Why has your website traffic dropped?

There can be many reasons why your website dropped in rankings: more often than not it drops suddenly, leaving you questioning what on earth has happened. Knowing why is half the battle so being able to correct and boost your traffic will consequently improve rankings and more customers.

Traffic drop analysis is not a path leading to a quick fix – you have to check for every tiny detail and work out why there’s been a decline and how you can fix it but the below information can assist you in your search and improve your traffic and rankings.

8 Reasons your website traffic has dropped:

1. Visibility

Are you actually on Google as an available site when searched? You can check this using Google Search Console.

Just because you’ve made content live on the internet doesn’t necessarily mean that it is visible on a search engine. Using keywords and structuring your web pages for Google search are a couple of ways to improve this.

Recommended read: 8 common technical SEO issues and how to fix them

2. Have you been penalised by Google?

Using outdated or spam links can incur a penalty from Google; they have clear guidelines on what they consider to be low-quality links here. Whilst on the subject of Google penalties, duplicate content penalties are a problem for your rankings which in turn harms your SEO. Duplicate content occurs when two or more URLs have the same content.

When Google issues your website with a penalty you will receive a ‘manual action’ (penalty) report in the Google Search Console. The message will describe what the problem is and examples of URLs where the manual action has been applied.

If you haven’t received a notification about a penalty, then you’ll need to investigate further to find out what is causing the dip in traffic to your website.

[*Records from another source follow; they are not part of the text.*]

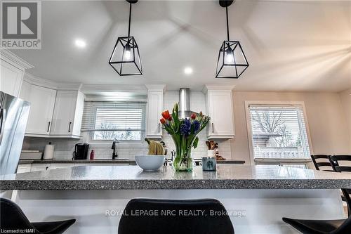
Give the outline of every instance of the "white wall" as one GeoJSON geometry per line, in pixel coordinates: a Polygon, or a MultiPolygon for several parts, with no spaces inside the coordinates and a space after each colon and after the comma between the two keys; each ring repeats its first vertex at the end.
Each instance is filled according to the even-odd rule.
{"type": "MultiPolygon", "coordinates": [[[[351,154],[350,128],[343,105],[336,93],[234,92],[235,138],[232,141],[232,158],[250,162],[245,114],[246,100],[303,101],[314,154],[351,154]]],[[[345,102],[345,104],[343,104],[345,102]]]]}
{"type": "Polygon", "coordinates": [[[339,96],[346,119],[346,124],[348,126],[349,152],[351,152],[351,89],[340,92],[339,96]]]}

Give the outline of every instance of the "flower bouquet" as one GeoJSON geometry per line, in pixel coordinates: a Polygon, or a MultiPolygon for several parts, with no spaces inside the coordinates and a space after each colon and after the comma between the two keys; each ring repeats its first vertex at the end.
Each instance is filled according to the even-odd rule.
{"type": "Polygon", "coordinates": [[[162,112],[160,119],[165,129],[172,136],[176,145],[176,157],[172,163],[176,171],[192,171],[192,148],[196,148],[199,143],[197,134],[207,125],[210,117],[192,113],[190,118],[179,119],[178,103],[174,105],[172,114],[168,110],[162,112]]]}

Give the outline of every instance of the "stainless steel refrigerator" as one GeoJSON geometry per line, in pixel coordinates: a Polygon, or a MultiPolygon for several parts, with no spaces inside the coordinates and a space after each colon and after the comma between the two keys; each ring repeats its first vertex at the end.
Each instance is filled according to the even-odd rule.
{"type": "Polygon", "coordinates": [[[29,103],[0,91],[0,175],[16,173],[29,103]]]}

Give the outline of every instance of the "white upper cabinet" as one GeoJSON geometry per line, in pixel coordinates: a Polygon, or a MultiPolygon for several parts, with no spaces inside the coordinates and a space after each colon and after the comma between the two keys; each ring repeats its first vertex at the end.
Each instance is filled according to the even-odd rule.
{"type": "Polygon", "coordinates": [[[84,95],[79,91],[58,91],[51,136],[80,137],[84,102],[84,95]]]}
{"type": "Polygon", "coordinates": [[[0,50],[0,91],[18,97],[23,74],[32,65],[6,49],[0,50]]]}
{"type": "MultiPolygon", "coordinates": [[[[22,93],[25,93],[25,91],[21,92],[21,96],[22,93]]],[[[37,85],[31,85],[30,93],[27,95],[27,98],[25,99],[27,99],[26,100],[30,103],[30,111],[27,124],[26,136],[45,136],[49,135],[56,91],[37,85]]]]}
{"type": "Polygon", "coordinates": [[[208,138],[232,138],[234,136],[232,87],[206,86],[206,106],[211,117],[208,138]]]}
{"type": "Polygon", "coordinates": [[[147,85],[147,108],[146,137],[161,138],[162,137],[162,126],[159,122],[161,113],[164,108],[164,85],[147,85]]]}
{"type": "Polygon", "coordinates": [[[23,79],[23,71],[3,60],[0,61],[0,90],[18,97],[23,79]]]}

Example of manual penalty warning from Google Search Console

3. Changes in the trends

Natural changes or trends in Google searches can be a source of traffic decline. Google is constantly learning and responds to what is being searched in order to provide the latest information.

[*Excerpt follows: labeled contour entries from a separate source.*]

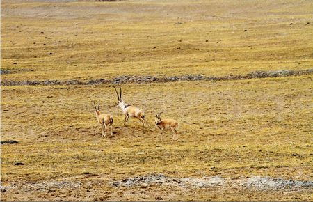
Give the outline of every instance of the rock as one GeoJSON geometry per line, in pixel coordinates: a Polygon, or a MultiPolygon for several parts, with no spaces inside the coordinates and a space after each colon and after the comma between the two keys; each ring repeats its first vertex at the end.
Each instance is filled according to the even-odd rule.
{"type": "Polygon", "coordinates": [[[14,164],[15,166],[24,166],[24,164],[22,162],[17,162],[14,164]]]}
{"type": "Polygon", "coordinates": [[[13,143],[18,143],[18,141],[15,141],[15,140],[5,140],[5,141],[1,141],[1,144],[5,144],[5,143],[13,144],[13,143]]]}

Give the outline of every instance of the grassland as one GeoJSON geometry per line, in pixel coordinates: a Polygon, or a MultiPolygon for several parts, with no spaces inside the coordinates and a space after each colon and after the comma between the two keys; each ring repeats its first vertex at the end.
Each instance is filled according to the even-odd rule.
{"type": "MultiPolygon", "coordinates": [[[[312,10],[310,1],[3,1],[1,69],[14,73],[1,79],[312,68],[312,10]]],[[[152,173],[312,181],[312,84],[305,75],[125,84],[125,101],[150,125],[159,111],[179,121],[177,142],[170,132],[157,141],[156,129],[135,120],[122,126],[109,84],[3,86],[1,140],[19,143],[1,145],[1,200],[312,201],[312,189],[109,185],[152,173]],[[92,100],[114,116],[113,137],[101,137],[92,100]]]]}

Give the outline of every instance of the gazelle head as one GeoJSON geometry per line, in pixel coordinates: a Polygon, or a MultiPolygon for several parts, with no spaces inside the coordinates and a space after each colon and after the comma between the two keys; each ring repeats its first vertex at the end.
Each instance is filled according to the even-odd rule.
{"type": "Polygon", "coordinates": [[[93,106],[95,106],[96,115],[97,115],[97,116],[100,115],[100,101],[98,102],[98,108],[97,109],[97,107],[95,106],[95,101],[93,101],[93,106]]]}
{"type": "Polygon", "coordinates": [[[120,95],[118,95],[118,90],[116,90],[115,86],[113,86],[113,88],[116,92],[116,95],[118,95],[118,104],[116,106],[120,106],[122,109],[124,109],[126,107],[126,104],[123,102],[123,100],[122,100],[122,88],[120,85],[118,85],[118,87],[120,87],[120,95]]]}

A sudden increase in searches for a specific topic could push your content further down the search results. Check Google Trends to see if this is why your website traffic has.

4. Keyword ranking changes

Ranking data refreshes every 24 hours so fluctuations in keyword data isn’t unusual. A competitor who is on top of updating their content more frequently is likely to increase their website traffic further. Updating your rankings regularly will help to keep your website traffic high. Depending on your business it can be anything between hourly and weekly.

5. Algorithm changes

You may have heard of this term thanks to social media (Instagram’s algorithm change means certain people can’t see my content). 

Search engines are constantly altering their algorithms to optimise and improve search results. Algorithms are essentially a data retrieval system – this system ranks searched data to deliver the most appropriate website when keywords are entered. Effective marketing uses a variety of channels to avoid major algorithm changes plummeting your traffic.

6. Geolocation discrepancies

A performance report for your website can reveal a number of things regarding search data categorised into mobile data, page specific, media specific, or global location. 

Ensure that your site settings enable accessibility from the locations being searched such as language version.

Recommended read: Setting up your website’s multilingual SEO: What you should be doing

7. UX (User Experience)

If it’s information your customers are looking for, then you just need to keep it simple; be precise, a first read is often a scan, if your website delivers an optimal user experience and your customers can find the content they’re looking for in an initial scan read then they’re more likely to come back to or continue reading more in depth.

8. Site speed

Similarly, the speed at which your pages load have an impact on the time a customer would spend on your site.

Long gone have the days of dial-up connection taking 6 minutes to load a short paragraph. Using Google’s PageSpeed tool, you can check the speed. If your pages are loading slowly, a few solutions include but not limited to: upgrading your host, reducing the number of external resources or enabling browser caching. Need help with that? Get in touch with our technical SEO team!

Don't panic, traffic drops are very common

Google updates its algorithm very often, and often does so without a warning.

These changes are likely to affect you. Quite often a redesign will change how your content will be seen not just by customers but by Google as well. The time to be concerned about a drop in Google traffic is if your rankings don’t return to a similar level before you implemented said changes.

Think of it like moving your furniture around so you’re not walking past in front of the TV every time you want to leave the room but you’re yet to get used to the new layout so you’re a little out of sorts. You soon get used to it but it doesn’t happen in an instant.

Keeping on top of your website traffic is a minefield of terms and information but sticking a plaster on a burst pipe only delays the inevitable. SEO plays the long game that is required for improving your ranking and in turn gaining more website traffic which equals more customers.